Here, the subscript Europa refers to the corresponding quantities for satellite Europa.

Substitute $\text{670900 km}$ for $a_{Europa}$ (from the given table) and $3.551\text{}\text{ days}$ for $P_{Europa}$ (from the given table).

$\begin{array}{c}Rati{o}_{Europa}=\frac{{\left(\text{670900 km}\right)}^3}{{\left(3.551\text{}\text{ days}\right)}^2}\\ =2.39\times {10}^{16}{\text{ km}}^{\text{3}}{\text{/days}}^{\text{2}}\end{array}$ …… (2)

Evaluate the ratio of the cube of the orbit’s semi-major axis of Ganymede and the square of the period of orbit for Ganymede as,

$Rati{o}_{Ganymede}=\frac{a_{Ganymede}^3}{P_{Ganymede}^2}$

Here, the subscript Ganymede refers to the corresponding quantities for satellite Ganymede.

Substitute $\text{1070000 km}$ for $a_{Ganymede}$ (from the given table) and $7.155\text{}\text{ days}$ for $P_{Ganymede}$ (from the given table),

$\begin{array}{c}Rati{o}_{Ganymede}=\frac{{\left(\text{1070000 km}\right)}^3}{{\left(7.155\text{}\text{ days}\right)}^2}\\ =2.39\times {10}^{16}{\text{ km}}^{\text{3}}{\text{/days}}^{\text{2}}\end{array}$ …… (3)

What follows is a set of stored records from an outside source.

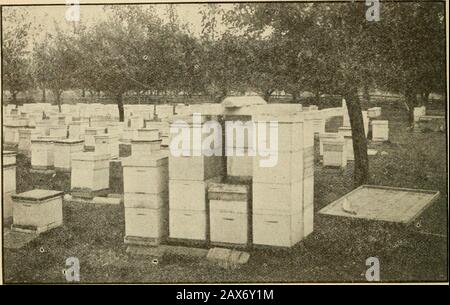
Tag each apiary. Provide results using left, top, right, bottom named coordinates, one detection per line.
left=371, top=120, right=389, bottom=142
left=71, top=152, right=110, bottom=197
left=53, top=139, right=85, bottom=171
left=12, top=189, right=64, bottom=233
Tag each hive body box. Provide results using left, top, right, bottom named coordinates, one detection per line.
left=4, top=123, right=27, bottom=145
left=368, top=107, right=382, bottom=118
left=131, top=139, right=162, bottom=157
left=168, top=115, right=224, bottom=242
left=12, top=189, right=64, bottom=233
left=122, top=151, right=169, bottom=243
left=2, top=151, right=17, bottom=220
left=319, top=132, right=339, bottom=156
left=53, top=139, right=85, bottom=171
left=252, top=114, right=314, bottom=248
left=68, top=121, right=89, bottom=139
left=322, top=137, right=347, bottom=168
left=95, top=134, right=119, bottom=159
left=18, top=128, right=40, bottom=157
left=371, top=120, right=389, bottom=142
left=71, top=152, right=110, bottom=196
left=208, top=183, right=250, bottom=246
left=49, top=125, right=67, bottom=138
left=84, top=127, right=106, bottom=149
left=338, top=126, right=354, bottom=161
left=31, top=138, right=55, bottom=169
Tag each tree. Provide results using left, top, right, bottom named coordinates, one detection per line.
left=374, top=2, right=446, bottom=126
left=225, top=2, right=374, bottom=186
left=2, top=8, right=33, bottom=108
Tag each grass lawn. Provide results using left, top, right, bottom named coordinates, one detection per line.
left=3, top=103, right=448, bottom=283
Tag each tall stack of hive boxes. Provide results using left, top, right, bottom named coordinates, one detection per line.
left=123, top=133, right=169, bottom=244
left=252, top=113, right=314, bottom=247
left=168, top=115, right=223, bottom=243
left=2, top=151, right=17, bottom=221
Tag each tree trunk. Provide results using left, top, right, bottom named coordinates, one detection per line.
left=116, top=93, right=124, bottom=122
left=315, top=90, right=320, bottom=104
left=12, top=91, right=18, bottom=108
left=292, top=92, right=297, bottom=103
left=405, top=87, right=417, bottom=127
left=81, top=88, right=86, bottom=98
left=344, top=86, right=369, bottom=187
left=263, top=89, right=274, bottom=102
left=56, top=92, right=62, bottom=113
left=363, top=84, right=370, bottom=102
left=42, top=87, right=46, bottom=102
left=421, top=91, right=430, bottom=104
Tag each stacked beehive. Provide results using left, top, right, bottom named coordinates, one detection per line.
left=70, top=152, right=110, bottom=198
left=252, top=114, right=314, bottom=247
left=168, top=115, right=223, bottom=243
left=123, top=125, right=169, bottom=245
left=54, top=139, right=85, bottom=172
left=2, top=151, right=17, bottom=221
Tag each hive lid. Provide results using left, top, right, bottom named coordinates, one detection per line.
left=54, top=139, right=84, bottom=144
left=12, top=189, right=64, bottom=201
left=222, top=96, right=267, bottom=108
left=121, top=151, right=169, bottom=167
left=71, top=152, right=110, bottom=161
left=131, top=139, right=162, bottom=143
left=371, top=120, right=388, bottom=125
left=208, top=182, right=250, bottom=194
left=3, top=150, right=17, bottom=156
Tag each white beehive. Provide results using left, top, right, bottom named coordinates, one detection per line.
left=71, top=152, right=110, bottom=193
left=2, top=151, right=17, bottom=220
left=31, top=138, right=55, bottom=169
left=122, top=152, right=169, bottom=195
left=338, top=126, right=354, bottom=161
left=137, top=128, right=159, bottom=141
left=319, top=132, right=340, bottom=156
left=362, top=111, right=369, bottom=137
left=208, top=183, right=250, bottom=246
left=125, top=207, right=168, bottom=239
left=68, top=121, right=89, bottom=139
left=95, top=134, right=119, bottom=159
left=53, top=139, right=85, bottom=171
left=18, top=128, right=40, bottom=157
left=368, top=107, right=382, bottom=118
left=372, top=120, right=389, bottom=142
left=49, top=125, right=67, bottom=138
left=322, top=136, right=347, bottom=168
left=251, top=114, right=314, bottom=247
left=12, top=189, right=64, bottom=233
left=84, top=127, right=106, bottom=149
left=131, top=139, right=162, bottom=157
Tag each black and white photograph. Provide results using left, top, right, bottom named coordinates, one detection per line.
left=0, top=0, right=448, bottom=286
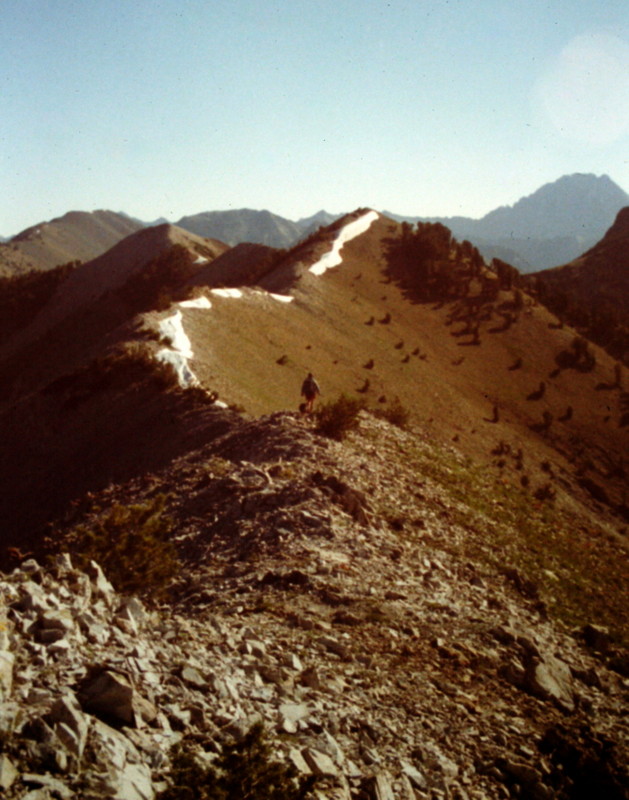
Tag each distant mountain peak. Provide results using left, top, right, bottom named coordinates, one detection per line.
left=1, top=210, right=145, bottom=276
left=480, top=173, right=628, bottom=231
left=175, top=208, right=303, bottom=248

Evaluate the ratio of the cube of the orbit’s semi-major axis of Callisto and the square of the period of orbit for Callisto as,

$Rati{o}_{Callisto}=\frac{a_{Callisto}^3}{P_{Callisto}^2}$

Here, the subscript Callisto refers to the corresponding quantities for satellite Callisto.

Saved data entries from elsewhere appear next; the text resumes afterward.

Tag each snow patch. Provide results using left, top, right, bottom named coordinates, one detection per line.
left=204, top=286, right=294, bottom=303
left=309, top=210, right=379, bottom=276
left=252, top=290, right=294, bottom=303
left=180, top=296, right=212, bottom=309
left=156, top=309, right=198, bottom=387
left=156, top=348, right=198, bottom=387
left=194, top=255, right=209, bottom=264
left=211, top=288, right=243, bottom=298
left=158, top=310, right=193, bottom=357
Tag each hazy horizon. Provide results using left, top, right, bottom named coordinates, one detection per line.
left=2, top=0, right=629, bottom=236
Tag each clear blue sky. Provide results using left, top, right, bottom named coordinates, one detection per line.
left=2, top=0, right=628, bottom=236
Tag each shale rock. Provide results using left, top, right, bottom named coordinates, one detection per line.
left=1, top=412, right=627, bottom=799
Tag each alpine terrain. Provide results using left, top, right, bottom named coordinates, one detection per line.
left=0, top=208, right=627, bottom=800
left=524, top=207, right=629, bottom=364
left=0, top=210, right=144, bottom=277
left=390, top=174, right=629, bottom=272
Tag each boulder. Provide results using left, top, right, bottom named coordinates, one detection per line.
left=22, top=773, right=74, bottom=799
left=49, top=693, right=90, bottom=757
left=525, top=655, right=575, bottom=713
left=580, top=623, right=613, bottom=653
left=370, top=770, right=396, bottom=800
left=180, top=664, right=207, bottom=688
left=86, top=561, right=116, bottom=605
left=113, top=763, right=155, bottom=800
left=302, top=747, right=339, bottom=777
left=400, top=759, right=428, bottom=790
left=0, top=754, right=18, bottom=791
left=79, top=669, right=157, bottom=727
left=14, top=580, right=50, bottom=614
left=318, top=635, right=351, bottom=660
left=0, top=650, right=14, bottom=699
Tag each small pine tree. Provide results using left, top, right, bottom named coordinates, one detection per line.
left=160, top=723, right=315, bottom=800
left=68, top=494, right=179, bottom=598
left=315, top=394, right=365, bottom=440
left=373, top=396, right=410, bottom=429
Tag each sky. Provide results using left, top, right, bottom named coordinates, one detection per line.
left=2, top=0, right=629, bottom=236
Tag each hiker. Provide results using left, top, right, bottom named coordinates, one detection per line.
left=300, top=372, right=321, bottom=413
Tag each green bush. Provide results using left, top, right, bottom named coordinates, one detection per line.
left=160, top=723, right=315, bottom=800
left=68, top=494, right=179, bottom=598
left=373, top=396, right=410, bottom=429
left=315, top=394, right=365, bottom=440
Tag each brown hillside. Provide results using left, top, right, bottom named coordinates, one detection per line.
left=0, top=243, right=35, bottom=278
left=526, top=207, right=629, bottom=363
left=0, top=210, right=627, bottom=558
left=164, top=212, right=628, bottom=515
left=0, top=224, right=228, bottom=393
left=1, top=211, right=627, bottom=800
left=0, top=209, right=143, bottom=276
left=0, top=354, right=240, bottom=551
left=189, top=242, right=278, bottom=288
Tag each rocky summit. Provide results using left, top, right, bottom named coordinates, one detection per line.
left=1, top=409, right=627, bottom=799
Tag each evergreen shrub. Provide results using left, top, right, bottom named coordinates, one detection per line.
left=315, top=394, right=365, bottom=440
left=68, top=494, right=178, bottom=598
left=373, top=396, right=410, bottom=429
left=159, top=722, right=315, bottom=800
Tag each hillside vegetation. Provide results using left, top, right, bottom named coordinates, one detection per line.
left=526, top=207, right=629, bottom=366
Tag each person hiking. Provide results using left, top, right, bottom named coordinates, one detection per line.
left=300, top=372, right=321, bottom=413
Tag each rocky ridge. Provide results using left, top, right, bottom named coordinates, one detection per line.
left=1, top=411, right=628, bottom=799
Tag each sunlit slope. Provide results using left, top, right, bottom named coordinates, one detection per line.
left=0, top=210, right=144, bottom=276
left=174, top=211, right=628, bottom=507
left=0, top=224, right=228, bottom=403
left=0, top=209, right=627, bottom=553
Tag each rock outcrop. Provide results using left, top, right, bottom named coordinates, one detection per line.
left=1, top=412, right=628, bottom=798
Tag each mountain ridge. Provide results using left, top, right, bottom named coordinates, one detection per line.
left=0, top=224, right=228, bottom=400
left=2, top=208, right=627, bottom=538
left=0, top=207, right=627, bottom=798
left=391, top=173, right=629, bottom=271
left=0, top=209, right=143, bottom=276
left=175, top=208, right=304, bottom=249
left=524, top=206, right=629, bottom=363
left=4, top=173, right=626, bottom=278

Substitute $\text{1883000 km}$ for $a_{Callisto}$ (from the given table) and $\text{16}\text{.689 days}$ for $P_{Callisto}$ (from the given table),

$\begin{array}{c}Rati{o}_{Callisto}=\frac{{\left(\text{1883000 km}\right)}^3}{{\left(\text{16}\text{.689 days}\right)}^2}\\ =2.39\times {10}^{16}{\text{ km}}^{\text{3}}{\text{/days}}^{\text{2}}\end{array}$ …… (4)

As seen from the equation (1), (2), (3), and (4), the ratio $\frac{a^3}{p^2}$ for all the Galilean satellite is same.

Conclusion:

The ratio $\frac{a^3}{p^2}$ for all Galilean satellites is the same, so it can be said that all Galilean satellites follow Kepler’s third law.